Background: Seizures are poorly controlled in many people with epilepsy despite adequate current antiepileptic treatments. There is increasing interest in alternative therapies such as acupuncture; however, it remains unclear whether the existing evidence is rigorous enough to support the use of acupuncture. This is an update of a Cochrane review first published in 2006.
Objectives: To determine the effectiveness and safety of acupuncture in people with epilepsy.
Search strategy: We searched the Cochrane Epilepsy Group's Specialized Register (March 2008) and the Cochrane Central Register of Controlled Trials (CENTRAL) (The Cochrane Library Issue 1, 2008), MEDLINE, EMBASE, and other databases from inception to March 2008. Reference lists from relevant trials were reviewed. No language restrictions were imposed.

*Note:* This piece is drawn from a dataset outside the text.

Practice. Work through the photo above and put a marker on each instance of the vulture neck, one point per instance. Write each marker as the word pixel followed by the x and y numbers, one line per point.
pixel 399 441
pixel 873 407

Selection criteria: Randomised controlled trials comparing acupuncture with placebo or sham treatment, antiepileptic drugs or no treatment; or comparing acupuncture plus other treatments with the same other treatments. involving people of any age with any type of epilepsy.
Data collection and analysis: Two review authors independently extracted trial data and assessed trial quality.
Main results: Eleven small trials with 914 participants, of generally poor methodological quality and with short follow up met the inclusion criteria. Ten trials were carried out in China and one in Norway.Two trials found that more children treated with needle acupuncture plus Chinese herbs achieved 75% or greater reduction in seizure frequency (RR 1.52, 95% CI 1.12 to 2.05) and 50% or greater reduction in seizure duration (pooled RR 1.29, 95% CI 1.03 to 1.62) compared with Chinese herbs alone. However, after combining the results of four trials that compared the treatment group with a control group that could yield the net effect of needle acupuncture, we found that there was no significant difference between the treatment and the control groups in any reduction of seizure frequency (pooled RR 1.05, 95% CI 0.97 to 1.17). Compared to phenytoin, the pooled results from two trials showed that patients who received needle acupuncture appeared more likely to achieve 75% or greater reduction in seizure frequency (pooled RR 2.14, 95% CI 1.47 to 3.1). Compared to valproate, the pooled results from three trials showed catgut implantation at acupoints appeared more likely to result in 75% or greater reduction in seizure frequency (pooled RR 2.33, 95% CI 1.01 to 5.36).
Authors' conclusions: The current evidence does not support acupuncture as a treatment for epilepsy.